Une petite fille observait son grand-père qui se trouvait être un tailleur dans un petit village de l’Inde. Chaque fois que le vieil homme utilisait sa paire de ciseaux, il la mettait sous son pied et appuyait dessus avec son gros orteil. Et chaque fois qu’il utilisait son aiguille, il la plantait dans sa casquette. Une aiguille et une paire de ciseaux étaient pour ainsi dire ses seuls outils vestimentaires. La petite fille était quelque peu intriguée par ce comportement calculé et méticuleux.

“Grand-père, demanda-t-elle en jetant ses tendres bras autour de son cou et bloquant son travail, pourquoi se fait-il qu’à chaque fois les pauvres ciseaux sont pressés par tes pieds mais que l’aiguille pénètre dans ta casquette ?”

Le vieil homme rit et dit,”Mon innocente petite princesse,” l’aiguille mérite ce respect alors que mes ciseaux ont besoin d’être réprimés à chaque utilisation. “Mais pourquoi, dit-elle avec désapprobation, voire un peu méprisante ?” Cela n’a aucun sens !

“Vois-tu, mon enfant, lui dit-il en lui caressant la tête, les ciseaux coupent mais l’aiguille unit. Celui qui unit est toujours plus fort que celui qui divise.”

Cette histoire m’a tout de suite rappelé la légende d’Angulimala, le bandit qui tendait des embuscades et pillait les voyageurs, puis leur coupait les doigts pour en faire une guirlande (parlez de sadisme). Quand il fit face à Bouddha, il fut surpris parce que Bouddha ne montra aucun signe d’effroi. Angulimala tenta d’intimider l’illuminé en lui disant qu’il était le plus redouté et le plus fort de la région. Bouddha le défia de prouver son courage par une simple épreuve et il lui demanda de cueillir des feuilles d’un arbre voisin, ce qu’il fit sans effort.

“Maintenant, va remettre ces feuilles sur les branches, demanda Bouddha !” Est-ce une blague, rugit Angulimala ? Je ne peux pas remettre les feuilles sur l’arbre. Personne ne le peut !”

“Eh bien, si tu ne peux pas réunir ce que tu as cassé, tu n’es manifestement pas le plus fort.”

“Le peux-tu ?”

“Pour commencer, je ne casse rien, Angulimala, répondit Bouddha de sa manière calme habituelle. Celui qui fait cela est toujours plus fort que celui qui casse.
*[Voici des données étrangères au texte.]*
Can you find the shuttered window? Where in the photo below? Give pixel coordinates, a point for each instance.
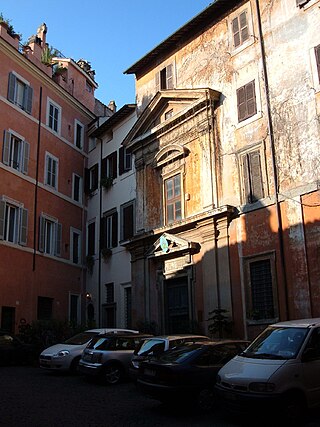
(13, 223)
(15, 152)
(262, 299)
(20, 93)
(317, 54)
(240, 29)
(164, 78)
(246, 101)
(253, 188)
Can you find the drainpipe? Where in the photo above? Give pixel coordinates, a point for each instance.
(273, 158)
(100, 243)
(37, 184)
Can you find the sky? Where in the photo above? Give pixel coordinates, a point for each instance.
(110, 34)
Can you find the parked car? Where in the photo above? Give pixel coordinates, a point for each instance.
(157, 345)
(188, 372)
(66, 356)
(280, 370)
(107, 357)
(15, 352)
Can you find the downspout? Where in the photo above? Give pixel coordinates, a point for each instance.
(273, 158)
(100, 242)
(37, 184)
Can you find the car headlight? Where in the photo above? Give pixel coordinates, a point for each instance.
(262, 387)
(63, 353)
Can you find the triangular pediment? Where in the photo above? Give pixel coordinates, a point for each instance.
(165, 109)
(171, 245)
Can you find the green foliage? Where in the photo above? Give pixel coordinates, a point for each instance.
(220, 322)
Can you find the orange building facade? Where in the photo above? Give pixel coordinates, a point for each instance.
(44, 112)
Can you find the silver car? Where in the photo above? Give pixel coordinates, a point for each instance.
(108, 356)
(66, 356)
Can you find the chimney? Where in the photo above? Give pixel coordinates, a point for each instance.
(112, 106)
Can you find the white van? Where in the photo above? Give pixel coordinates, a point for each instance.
(280, 369)
(66, 356)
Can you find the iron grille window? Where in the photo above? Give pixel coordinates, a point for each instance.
(262, 302)
(246, 101)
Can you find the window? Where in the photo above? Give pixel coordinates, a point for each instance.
(127, 220)
(317, 54)
(51, 172)
(246, 101)
(13, 222)
(240, 29)
(53, 116)
(50, 236)
(252, 179)
(109, 229)
(128, 307)
(109, 166)
(15, 152)
(261, 292)
(164, 78)
(78, 134)
(91, 179)
(125, 160)
(91, 238)
(20, 92)
(74, 309)
(77, 188)
(173, 199)
(75, 246)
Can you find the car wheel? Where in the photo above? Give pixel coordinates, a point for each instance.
(112, 374)
(206, 399)
(294, 408)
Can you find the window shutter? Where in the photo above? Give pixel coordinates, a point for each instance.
(251, 99)
(2, 218)
(236, 32)
(103, 231)
(26, 153)
(158, 82)
(317, 53)
(28, 99)
(6, 148)
(23, 226)
(169, 84)
(114, 164)
(104, 163)
(58, 231)
(121, 160)
(115, 229)
(86, 180)
(241, 102)
(246, 179)
(41, 233)
(94, 177)
(256, 178)
(11, 87)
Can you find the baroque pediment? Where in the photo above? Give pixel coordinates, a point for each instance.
(171, 245)
(166, 109)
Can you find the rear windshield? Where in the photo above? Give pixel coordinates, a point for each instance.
(277, 343)
(81, 338)
(152, 345)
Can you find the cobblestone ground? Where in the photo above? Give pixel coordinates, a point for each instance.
(30, 396)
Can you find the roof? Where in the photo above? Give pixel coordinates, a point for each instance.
(215, 9)
(114, 120)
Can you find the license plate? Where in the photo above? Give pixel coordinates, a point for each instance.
(150, 372)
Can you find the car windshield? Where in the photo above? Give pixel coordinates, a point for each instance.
(148, 346)
(277, 343)
(180, 354)
(80, 339)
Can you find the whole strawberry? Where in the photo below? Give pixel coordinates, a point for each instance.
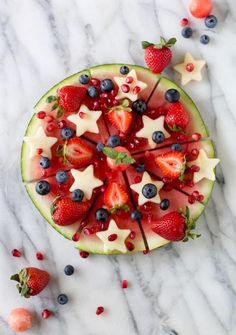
(177, 118)
(31, 281)
(158, 56)
(65, 211)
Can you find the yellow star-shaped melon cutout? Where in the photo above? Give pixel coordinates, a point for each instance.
(206, 165)
(85, 120)
(40, 141)
(195, 74)
(85, 181)
(146, 179)
(132, 95)
(149, 126)
(119, 243)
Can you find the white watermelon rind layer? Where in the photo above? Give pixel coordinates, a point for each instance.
(34, 123)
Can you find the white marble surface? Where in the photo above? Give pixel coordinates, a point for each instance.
(185, 289)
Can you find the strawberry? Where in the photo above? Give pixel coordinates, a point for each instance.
(158, 56)
(31, 281)
(78, 152)
(71, 97)
(177, 117)
(171, 163)
(115, 197)
(121, 118)
(65, 211)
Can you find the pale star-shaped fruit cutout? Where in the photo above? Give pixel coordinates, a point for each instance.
(149, 126)
(40, 141)
(119, 243)
(206, 165)
(135, 87)
(85, 120)
(146, 179)
(85, 181)
(196, 67)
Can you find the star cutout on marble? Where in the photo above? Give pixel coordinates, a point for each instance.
(149, 126)
(85, 181)
(146, 179)
(85, 120)
(194, 72)
(117, 244)
(40, 141)
(207, 166)
(134, 87)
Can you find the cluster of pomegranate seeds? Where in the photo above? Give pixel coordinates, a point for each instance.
(16, 253)
(99, 310)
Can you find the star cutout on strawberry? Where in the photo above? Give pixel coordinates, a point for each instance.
(158, 56)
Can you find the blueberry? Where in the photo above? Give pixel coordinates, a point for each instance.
(67, 133)
(69, 270)
(172, 95)
(187, 32)
(136, 215)
(114, 141)
(77, 195)
(176, 147)
(102, 214)
(165, 203)
(43, 187)
(140, 168)
(45, 162)
(149, 191)
(107, 85)
(92, 91)
(139, 106)
(84, 79)
(211, 21)
(124, 69)
(62, 299)
(204, 39)
(158, 137)
(61, 177)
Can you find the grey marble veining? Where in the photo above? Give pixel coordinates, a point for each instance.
(184, 289)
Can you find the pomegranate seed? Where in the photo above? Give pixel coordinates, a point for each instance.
(136, 90)
(190, 67)
(50, 127)
(100, 310)
(76, 237)
(112, 237)
(129, 245)
(196, 136)
(195, 194)
(41, 115)
(124, 283)
(184, 22)
(191, 199)
(132, 235)
(84, 254)
(125, 88)
(137, 179)
(16, 253)
(95, 81)
(39, 256)
(46, 314)
(129, 80)
(200, 197)
(39, 151)
(61, 124)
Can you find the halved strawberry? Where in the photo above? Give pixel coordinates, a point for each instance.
(71, 97)
(172, 163)
(121, 118)
(78, 152)
(115, 196)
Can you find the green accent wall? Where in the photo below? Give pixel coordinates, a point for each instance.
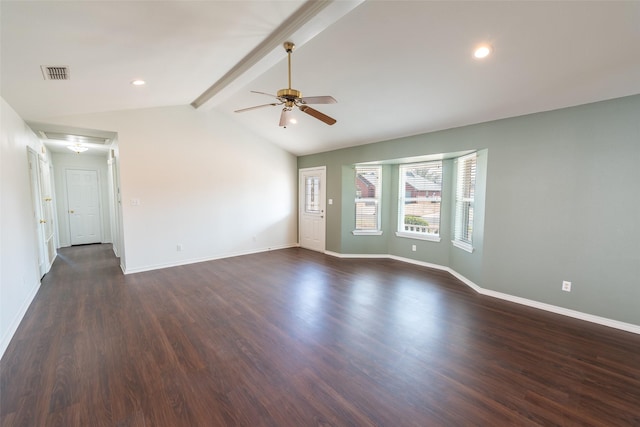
(557, 199)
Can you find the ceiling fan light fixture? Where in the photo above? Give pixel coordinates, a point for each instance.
(482, 51)
(292, 98)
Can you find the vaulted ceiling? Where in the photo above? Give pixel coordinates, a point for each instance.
(396, 68)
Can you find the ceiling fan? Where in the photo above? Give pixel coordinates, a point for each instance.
(291, 98)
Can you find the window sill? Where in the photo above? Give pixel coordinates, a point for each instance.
(428, 237)
(367, 232)
(464, 246)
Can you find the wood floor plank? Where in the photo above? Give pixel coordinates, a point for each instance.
(297, 338)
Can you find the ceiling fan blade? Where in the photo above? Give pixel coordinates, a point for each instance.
(285, 117)
(318, 100)
(317, 114)
(257, 106)
(263, 93)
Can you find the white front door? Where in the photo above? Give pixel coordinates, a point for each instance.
(312, 218)
(84, 206)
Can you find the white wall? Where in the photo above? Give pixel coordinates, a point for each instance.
(201, 182)
(85, 161)
(19, 278)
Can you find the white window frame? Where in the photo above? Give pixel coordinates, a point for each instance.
(402, 230)
(465, 202)
(369, 200)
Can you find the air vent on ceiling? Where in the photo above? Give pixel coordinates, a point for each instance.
(74, 137)
(58, 72)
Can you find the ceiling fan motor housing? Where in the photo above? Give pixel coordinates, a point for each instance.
(289, 93)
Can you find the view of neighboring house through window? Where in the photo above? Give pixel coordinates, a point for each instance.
(368, 183)
(420, 197)
(465, 193)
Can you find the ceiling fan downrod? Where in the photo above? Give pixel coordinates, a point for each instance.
(289, 93)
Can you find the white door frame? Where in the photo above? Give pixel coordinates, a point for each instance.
(312, 223)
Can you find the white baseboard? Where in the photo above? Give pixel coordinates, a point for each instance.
(629, 327)
(204, 259)
(13, 327)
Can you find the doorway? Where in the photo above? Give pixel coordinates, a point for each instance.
(42, 197)
(312, 206)
(83, 198)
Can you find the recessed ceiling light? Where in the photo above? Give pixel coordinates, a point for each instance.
(77, 148)
(482, 51)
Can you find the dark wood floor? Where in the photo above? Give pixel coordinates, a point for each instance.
(297, 338)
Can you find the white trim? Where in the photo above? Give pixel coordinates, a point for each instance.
(628, 327)
(427, 237)
(204, 259)
(351, 256)
(367, 232)
(462, 245)
(17, 319)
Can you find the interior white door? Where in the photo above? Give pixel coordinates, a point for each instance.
(46, 197)
(312, 217)
(83, 196)
(34, 177)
Ceux qui sont faibles et fragiles essaient de susciter la peur, mais ceux qui sont forts et éveillés suscitent l’amour. Il est facile de casser, de quitter, de jeter l’éponge car cela ne nécessite aucune force. Il est beaucoup plus difficile et c’est un véritable test de notre propre volonté et de notre ténacité que de faire le contraire.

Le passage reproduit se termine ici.